The Adding Machine (1969)

The Adding MachineIt is always disappointing when a film you’ve longed to see turns out to be neither exceptional or awful. Were it the other case, in either direction, a reaction is achieved. This particular film simply left me.

The Adding Machine was high on my must-see list. It’s story of Mr. Zero, a life long accountant, replaced by an adding machine and driven to violence through frustration is a pertinent today as it was in 1932 when Elmer Rice wrote the play upon which this film is based. The stories weightier concepts begin when its main character is sentenced to death and awakes in a utopia known as The Elysian Fields. If this is heaven it is not what Mr. Zero expected. Told his soul is as useless here as his physical body was on Earth Mr. Zero continues to wonder just what life (and after-life) is all about.  These introspective concepts set against a dreamlike backdrop all make for an interesting premise ripe with potential. So why is this film not amazing? Why is it simply droll?

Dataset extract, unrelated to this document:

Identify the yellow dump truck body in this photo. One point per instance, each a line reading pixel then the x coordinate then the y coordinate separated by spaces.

Perhaps, I put this film too high on my list. Perhaps hype overshadowed the small beauty of this film. However, on first viewing, Elmer Rice’s 1932 play does not transition well to the big screen. The visual possibilities of cinema seem hardly explored and most of the film feels shackled to the small scope settings of a theatrical production. Even if this play is more about big ideas and little care is spent on setting, the ideas, as presented by this cast do not spring to life. Even in a play that toys with ideas of banality and meaninglessness there needs to be more than a mere pulse.

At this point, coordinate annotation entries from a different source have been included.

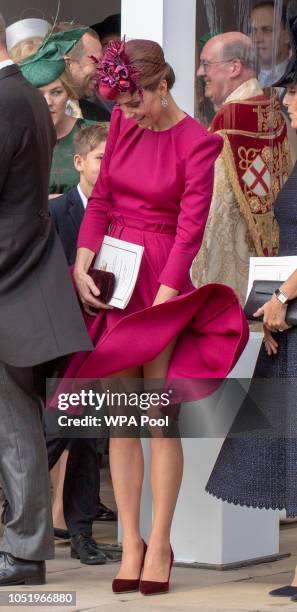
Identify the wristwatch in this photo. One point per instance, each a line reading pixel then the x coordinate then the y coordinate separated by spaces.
pixel 281 297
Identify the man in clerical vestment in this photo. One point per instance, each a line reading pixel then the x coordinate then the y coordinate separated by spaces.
pixel 251 170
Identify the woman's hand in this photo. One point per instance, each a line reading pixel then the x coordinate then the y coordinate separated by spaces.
pixel 274 315
pixel 164 293
pixel 270 342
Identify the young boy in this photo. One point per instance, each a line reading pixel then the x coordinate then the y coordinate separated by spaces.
pixel 80 500
pixel 68 210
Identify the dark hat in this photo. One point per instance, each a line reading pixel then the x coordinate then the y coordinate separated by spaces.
pixel 290 75
pixel 110 25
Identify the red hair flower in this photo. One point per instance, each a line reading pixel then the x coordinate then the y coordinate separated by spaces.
pixel 116 75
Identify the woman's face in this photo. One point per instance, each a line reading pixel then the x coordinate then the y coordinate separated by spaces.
pixel 290 101
pixel 145 110
pixel 56 97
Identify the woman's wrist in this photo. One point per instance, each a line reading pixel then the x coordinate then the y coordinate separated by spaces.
pixel 83 261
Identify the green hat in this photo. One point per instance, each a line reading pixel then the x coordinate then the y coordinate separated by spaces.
pixel 47 64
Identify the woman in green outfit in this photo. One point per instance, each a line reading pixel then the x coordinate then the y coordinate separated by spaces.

And yet, having written all of this I don’t feel I’ve given the film as fare a shake as it deserves. Scenes and concepts from this film linger in my mind. While I’m well past enjoying the film, I’m not quite done thinking about it. Like Mr. Zero’s confusion over what he find in The Elysian Fields, I too may simply have found something I did not expect to find. Surely, I will have to revisit The Adding Machine another day.